Las medidas concretas que desde ámbitos dispares vienen proponiéndose en los últimos meses son de sentido común: que el bilingüismo en las comunidades con lengua propia sea un hecho real, y no un pretexto para imponer por ley la lengua singular; que la ley electoral se reforme para evitar la sobrerrepresentación de los partidos nacionalistas en el Congreso; que las competencias exclusivas del Estado queden fijadas por ley para impedir la desfiguración por estiramiento del Estado de las Autonomías; que el Senado adquiera realmente una función de cámara de representación territorial.
Todo ello exigirá una reforma de la Constitución. Pero exigirá previamente otras dos cosas mucho más importantes. Primero, que los dos grandes partidos se comprometan en un proyecto común para que España sea una –y sólo una- nación.
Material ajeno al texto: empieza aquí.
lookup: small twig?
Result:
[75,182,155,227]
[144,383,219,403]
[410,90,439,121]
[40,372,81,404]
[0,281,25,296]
Además, que todos, partidos y sociedad, asuman los conflictos que esta defensa de la nación comportará, porque los separatistas no estarán dispuestos a entregar las parcelas de poder que se les ha entregado. Conflictos que serán inevitables, pero que habrá que aprender a ver como indispensables: lo que está en juego es la supervivencia de España como agente histórico. No es poca cosa.